Currently, the documentation for this product states that if the value of Alloy tokens you mint exceeds 75% of the value of the collateral deposited, then the smart contract will liquidate the position.
Tether Gold is an older gold-backed asset issued by the company that is pegged to the value of gold and is supposedly backed by gold held in Switzerland.
The normal USDT pegged to the value of the US dollar are also backed by gold owned by Tether, with its most recent attestation noting over $3.6 billion in ‘precious metals,’ which is described as ‘physical gold bars owned by the Tether International Limited.’
The value of the gold bars backing USDT is approximately seven times larger than the total amount of gold held for Tether Gold at the time of the last attestation.
Read more: A decade without an audit, Tether says it’s a new business
In some sense, Tether has consolidated its reserves across multiple stablecoins, including its Mexican Peso stablecoin, its offshore Yuan stablecoin, and its Euro stablecoins.
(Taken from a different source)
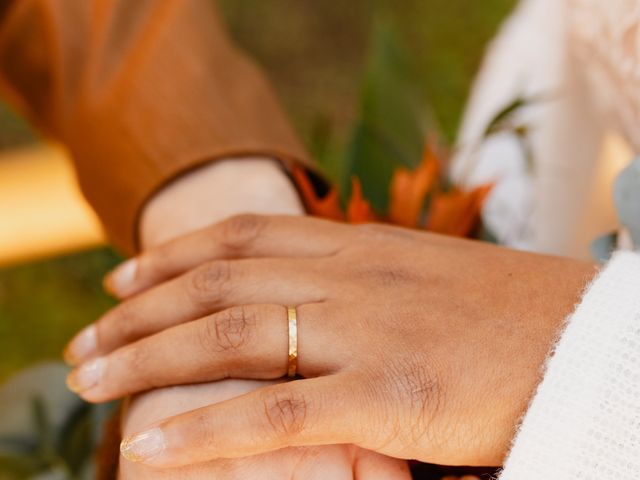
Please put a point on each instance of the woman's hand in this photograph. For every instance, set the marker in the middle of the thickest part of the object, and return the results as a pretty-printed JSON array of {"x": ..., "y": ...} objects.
[
  {"x": 335, "y": 462},
  {"x": 415, "y": 345}
]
This means they are also backed by this gold and Tether Alloy is the sixth gold-backed asset issued by the firm.
Tether further claims that Alloy will be “an open platform that” will allow the creation of assets backed by a variety of other assets, “including yield-bearing products.”
Tether chief exec Paolo Ardoino has already taken to X to warn users that it’s not doing an airdrop, following the emergence of a number of impostor websites.
Currently, the website for Alloy says the market capitalization is less than $4 and has 0.00 kilograms of gold backing it.